In a telephone interview with the Business Record, Forsyth said one of Wellmark’s biggest reservations was the ability to integrate its IT system with the exchange’s IT system, a process that could require a minimum of six months of testing to ensure all the potential bugs are worked out.


“We thought about how (difficult) Medicare Part D implementation was, and that legislation was one-twentieth as complex as this was,” Forysth said. “The tipping point on this was, we wanted to make sure our policyholders continued to have an excellent experience. But we knew that we would disappoint many of our policyholders if we didn’t go on the exchange.”  


Asked if its decision to delay participating in the exchange could be viewed as anticompetitive, Forsyth said it’s really the opposite.


“Anticompetitive would be to go on the exchange and price really low,” he said. “If anything this is procompetitive because there’s a substantial segment of the market we won’t be able to reach in the first year. If in fact we were trying to dodge risk, that might be the case.”


By delaying its participation for a year, Wellmark may be able to avoid having to participate in the Small Business Health Options Program (SHOP) exchanges, Forsyth said. “If you have more than 20 percent market share in the small group market, you have to be in the SHOP the first year. That’s a pretty significant investment; there’s no way we’d ever get a return,” he said. “We have reason to believe that that will be changed for year two and won’t be required.”

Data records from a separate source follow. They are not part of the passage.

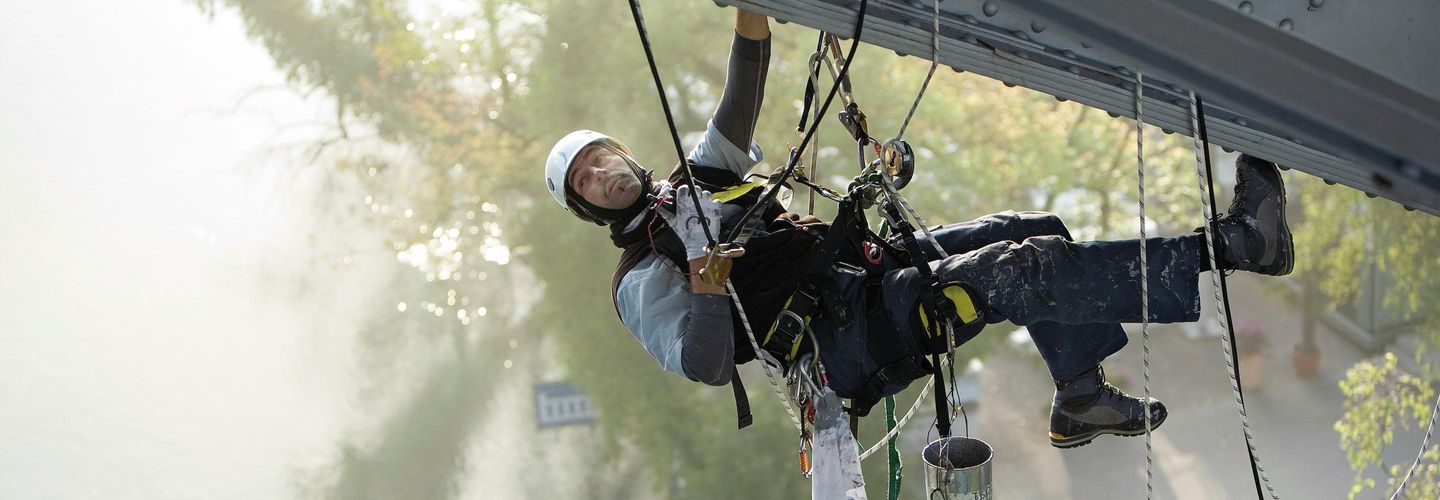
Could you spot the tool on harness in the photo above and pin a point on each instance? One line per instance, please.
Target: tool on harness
(899, 162)
(719, 260)
(817, 286)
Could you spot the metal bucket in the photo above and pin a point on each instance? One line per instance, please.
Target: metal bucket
(958, 469)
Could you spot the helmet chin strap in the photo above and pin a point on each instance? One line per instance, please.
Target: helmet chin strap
(609, 216)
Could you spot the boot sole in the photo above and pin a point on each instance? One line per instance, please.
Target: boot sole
(1285, 260)
(1074, 441)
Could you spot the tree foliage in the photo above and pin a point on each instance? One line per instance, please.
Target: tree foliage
(444, 114)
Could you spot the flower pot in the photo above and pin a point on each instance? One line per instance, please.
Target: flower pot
(1306, 360)
(1252, 371)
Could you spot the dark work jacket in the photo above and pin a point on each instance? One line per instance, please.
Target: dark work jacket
(763, 277)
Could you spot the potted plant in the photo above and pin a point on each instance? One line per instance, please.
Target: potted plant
(1306, 353)
(1250, 347)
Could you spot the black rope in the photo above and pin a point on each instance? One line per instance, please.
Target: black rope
(1224, 290)
(774, 190)
(670, 120)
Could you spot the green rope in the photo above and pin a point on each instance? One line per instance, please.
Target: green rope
(893, 450)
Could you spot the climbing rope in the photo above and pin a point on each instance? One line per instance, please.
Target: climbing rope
(1145, 286)
(761, 355)
(1423, 444)
(1197, 123)
(670, 118)
(935, 61)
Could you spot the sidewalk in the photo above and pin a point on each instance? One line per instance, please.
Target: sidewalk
(1200, 451)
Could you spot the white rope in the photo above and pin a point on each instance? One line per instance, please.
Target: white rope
(1423, 444)
(1145, 287)
(1223, 314)
(759, 353)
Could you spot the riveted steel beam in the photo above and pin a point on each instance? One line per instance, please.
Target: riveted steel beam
(1278, 84)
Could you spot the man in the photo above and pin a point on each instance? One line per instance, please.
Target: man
(1018, 267)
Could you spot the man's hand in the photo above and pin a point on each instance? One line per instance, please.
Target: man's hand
(750, 25)
(686, 221)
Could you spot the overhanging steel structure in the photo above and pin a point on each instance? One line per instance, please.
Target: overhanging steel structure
(1348, 91)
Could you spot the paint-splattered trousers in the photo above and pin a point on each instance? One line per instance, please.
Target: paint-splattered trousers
(1070, 296)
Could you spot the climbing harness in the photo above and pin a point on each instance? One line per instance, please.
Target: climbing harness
(1423, 444)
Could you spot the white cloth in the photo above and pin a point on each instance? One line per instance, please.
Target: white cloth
(835, 454)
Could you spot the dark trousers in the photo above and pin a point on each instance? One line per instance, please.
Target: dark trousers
(1070, 296)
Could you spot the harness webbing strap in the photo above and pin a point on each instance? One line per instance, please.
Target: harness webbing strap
(740, 229)
(742, 401)
(1223, 293)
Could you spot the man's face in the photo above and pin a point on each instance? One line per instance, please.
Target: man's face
(604, 179)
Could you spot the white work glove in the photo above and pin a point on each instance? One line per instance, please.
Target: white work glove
(686, 221)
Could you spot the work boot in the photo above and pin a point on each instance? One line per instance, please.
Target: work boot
(1087, 407)
(1253, 232)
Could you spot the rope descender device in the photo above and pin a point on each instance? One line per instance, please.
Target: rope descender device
(899, 162)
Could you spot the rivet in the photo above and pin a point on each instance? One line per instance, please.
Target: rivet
(1411, 170)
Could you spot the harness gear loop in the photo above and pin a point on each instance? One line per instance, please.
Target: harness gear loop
(742, 229)
(670, 118)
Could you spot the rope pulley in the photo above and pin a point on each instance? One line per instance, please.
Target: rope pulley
(899, 162)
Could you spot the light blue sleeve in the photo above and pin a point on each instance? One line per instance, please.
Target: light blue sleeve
(714, 150)
(654, 304)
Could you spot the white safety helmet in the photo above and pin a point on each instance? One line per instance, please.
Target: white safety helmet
(558, 164)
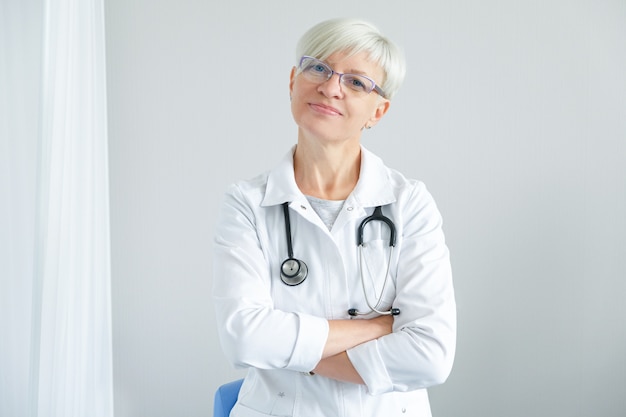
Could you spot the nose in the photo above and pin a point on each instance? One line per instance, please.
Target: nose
(332, 86)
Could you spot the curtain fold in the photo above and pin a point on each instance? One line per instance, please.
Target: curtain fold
(61, 204)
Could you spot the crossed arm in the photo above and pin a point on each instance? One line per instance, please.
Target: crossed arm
(343, 335)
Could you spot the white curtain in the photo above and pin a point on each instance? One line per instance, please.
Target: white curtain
(55, 299)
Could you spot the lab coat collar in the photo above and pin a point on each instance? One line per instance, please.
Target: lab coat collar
(374, 187)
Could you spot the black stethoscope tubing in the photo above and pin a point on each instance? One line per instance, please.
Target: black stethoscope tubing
(294, 271)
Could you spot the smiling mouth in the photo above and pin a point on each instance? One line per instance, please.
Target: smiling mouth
(321, 108)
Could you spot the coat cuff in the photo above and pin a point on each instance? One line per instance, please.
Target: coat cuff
(312, 336)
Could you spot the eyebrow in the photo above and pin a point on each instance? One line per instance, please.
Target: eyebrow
(350, 71)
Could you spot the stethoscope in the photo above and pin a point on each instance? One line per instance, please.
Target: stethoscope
(294, 271)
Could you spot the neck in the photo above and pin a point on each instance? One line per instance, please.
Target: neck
(328, 171)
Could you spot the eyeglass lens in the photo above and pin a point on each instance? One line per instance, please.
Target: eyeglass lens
(318, 71)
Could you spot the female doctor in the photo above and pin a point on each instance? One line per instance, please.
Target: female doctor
(332, 280)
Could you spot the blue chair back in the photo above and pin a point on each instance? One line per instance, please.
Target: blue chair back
(225, 398)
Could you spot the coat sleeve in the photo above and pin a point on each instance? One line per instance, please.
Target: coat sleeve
(252, 332)
(420, 351)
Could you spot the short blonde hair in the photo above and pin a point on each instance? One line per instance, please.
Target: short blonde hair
(353, 36)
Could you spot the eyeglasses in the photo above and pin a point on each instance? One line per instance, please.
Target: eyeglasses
(318, 71)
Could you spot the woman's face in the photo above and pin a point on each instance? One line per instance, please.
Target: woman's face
(330, 111)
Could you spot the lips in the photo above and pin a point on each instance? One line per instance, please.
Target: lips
(324, 109)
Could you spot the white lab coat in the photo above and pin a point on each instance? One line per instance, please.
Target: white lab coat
(279, 331)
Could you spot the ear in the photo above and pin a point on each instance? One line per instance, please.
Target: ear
(380, 110)
(292, 78)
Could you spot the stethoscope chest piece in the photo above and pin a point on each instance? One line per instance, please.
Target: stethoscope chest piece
(293, 271)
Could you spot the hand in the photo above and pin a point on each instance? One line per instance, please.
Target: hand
(385, 323)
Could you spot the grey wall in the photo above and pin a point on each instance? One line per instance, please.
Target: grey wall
(513, 113)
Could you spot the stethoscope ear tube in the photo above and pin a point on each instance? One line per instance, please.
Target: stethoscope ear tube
(377, 215)
(292, 271)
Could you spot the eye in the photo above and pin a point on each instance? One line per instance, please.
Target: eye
(356, 82)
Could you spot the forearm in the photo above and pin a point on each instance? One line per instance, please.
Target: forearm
(340, 368)
(345, 334)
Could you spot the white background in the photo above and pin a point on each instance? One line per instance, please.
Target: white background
(514, 115)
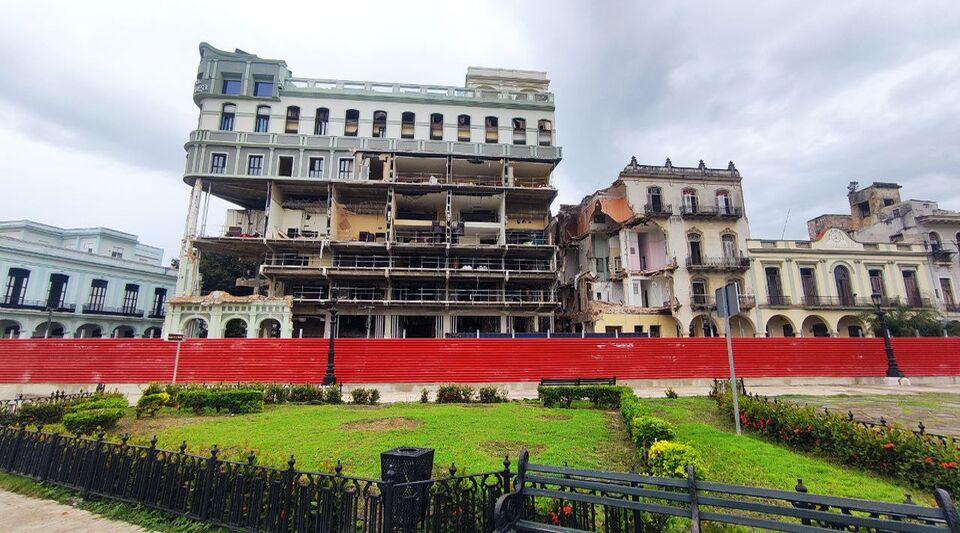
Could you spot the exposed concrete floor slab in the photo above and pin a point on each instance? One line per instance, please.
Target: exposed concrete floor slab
(22, 514)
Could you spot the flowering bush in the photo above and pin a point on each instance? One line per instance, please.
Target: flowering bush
(919, 460)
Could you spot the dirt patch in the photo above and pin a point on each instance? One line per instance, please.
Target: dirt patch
(500, 448)
(553, 417)
(383, 424)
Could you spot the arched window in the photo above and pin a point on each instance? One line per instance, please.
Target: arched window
(408, 122)
(935, 243)
(696, 248)
(436, 127)
(519, 131)
(654, 200)
(293, 120)
(263, 119)
(841, 276)
(491, 126)
(463, 128)
(321, 120)
(352, 123)
(380, 124)
(545, 132)
(724, 207)
(689, 201)
(728, 244)
(227, 117)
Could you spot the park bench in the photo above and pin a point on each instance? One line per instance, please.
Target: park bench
(614, 501)
(576, 382)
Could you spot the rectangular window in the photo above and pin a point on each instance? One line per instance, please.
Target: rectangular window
(231, 86)
(58, 291)
(159, 301)
(285, 168)
(218, 163)
(17, 279)
(130, 293)
(263, 88)
(98, 292)
(345, 170)
(316, 167)
(255, 165)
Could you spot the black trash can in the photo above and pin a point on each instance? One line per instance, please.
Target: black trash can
(409, 464)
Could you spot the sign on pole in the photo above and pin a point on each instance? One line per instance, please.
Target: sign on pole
(728, 304)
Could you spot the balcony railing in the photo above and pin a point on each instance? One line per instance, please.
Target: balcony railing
(36, 305)
(663, 210)
(89, 309)
(718, 263)
(709, 211)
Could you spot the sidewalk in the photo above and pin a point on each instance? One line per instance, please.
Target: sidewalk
(22, 514)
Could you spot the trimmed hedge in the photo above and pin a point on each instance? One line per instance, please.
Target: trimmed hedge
(921, 461)
(603, 396)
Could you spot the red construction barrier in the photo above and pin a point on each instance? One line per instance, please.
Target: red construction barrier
(461, 360)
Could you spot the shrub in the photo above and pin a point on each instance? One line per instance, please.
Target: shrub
(649, 429)
(194, 399)
(670, 459)
(40, 412)
(151, 403)
(603, 396)
(455, 394)
(492, 395)
(86, 421)
(237, 401)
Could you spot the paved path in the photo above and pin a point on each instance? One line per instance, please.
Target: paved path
(22, 514)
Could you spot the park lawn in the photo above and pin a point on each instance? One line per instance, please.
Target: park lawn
(750, 460)
(476, 437)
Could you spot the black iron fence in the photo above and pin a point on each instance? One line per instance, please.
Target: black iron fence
(244, 496)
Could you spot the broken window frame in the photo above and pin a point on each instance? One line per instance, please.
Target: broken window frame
(321, 120)
(351, 123)
(379, 124)
(436, 126)
(292, 124)
(218, 163)
(408, 124)
(262, 124)
(228, 116)
(519, 130)
(463, 128)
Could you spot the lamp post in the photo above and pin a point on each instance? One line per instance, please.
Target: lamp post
(329, 378)
(893, 371)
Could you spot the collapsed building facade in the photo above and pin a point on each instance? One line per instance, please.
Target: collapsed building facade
(417, 210)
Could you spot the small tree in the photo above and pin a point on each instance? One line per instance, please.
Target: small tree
(903, 321)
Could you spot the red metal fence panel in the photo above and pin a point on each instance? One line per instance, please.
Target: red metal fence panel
(461, 360)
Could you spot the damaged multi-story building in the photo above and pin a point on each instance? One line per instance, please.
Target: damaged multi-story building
(646, 254)
(418, 210)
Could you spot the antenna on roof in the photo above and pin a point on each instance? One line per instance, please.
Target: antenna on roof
(784, 231)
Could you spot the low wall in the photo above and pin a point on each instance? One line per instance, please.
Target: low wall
(462, 360)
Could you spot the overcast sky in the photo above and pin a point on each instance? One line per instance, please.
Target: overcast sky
(803, 96)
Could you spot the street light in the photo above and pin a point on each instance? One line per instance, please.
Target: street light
(329, 378)
(893, 371)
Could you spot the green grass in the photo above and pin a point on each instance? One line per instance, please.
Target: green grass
(749, 460)
(145, 518)
(476, 437)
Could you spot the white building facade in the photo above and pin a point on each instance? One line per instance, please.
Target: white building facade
(83, 282)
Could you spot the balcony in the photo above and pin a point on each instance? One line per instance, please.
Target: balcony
(661, 211)
(36, 305)
(706, 212)
(722, 263)
(89, 309)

Wellmark’s decision also postpones an additional 3.5 percent federal tax that would have passed along to policyholders, which would have driven its rates up this year, he said.


Wellmark recently announced it is offering its current individual and small business groups the option to extend their current health insurance coverage through Dec. 30, 2014 in the individual market and through Nov. 30, 2014 in the small group market.  The insurer said the only premium increase those policyholders will receive are those associated with new costs related to the Affordable Care Act, estimated at less than a 6 percent increase.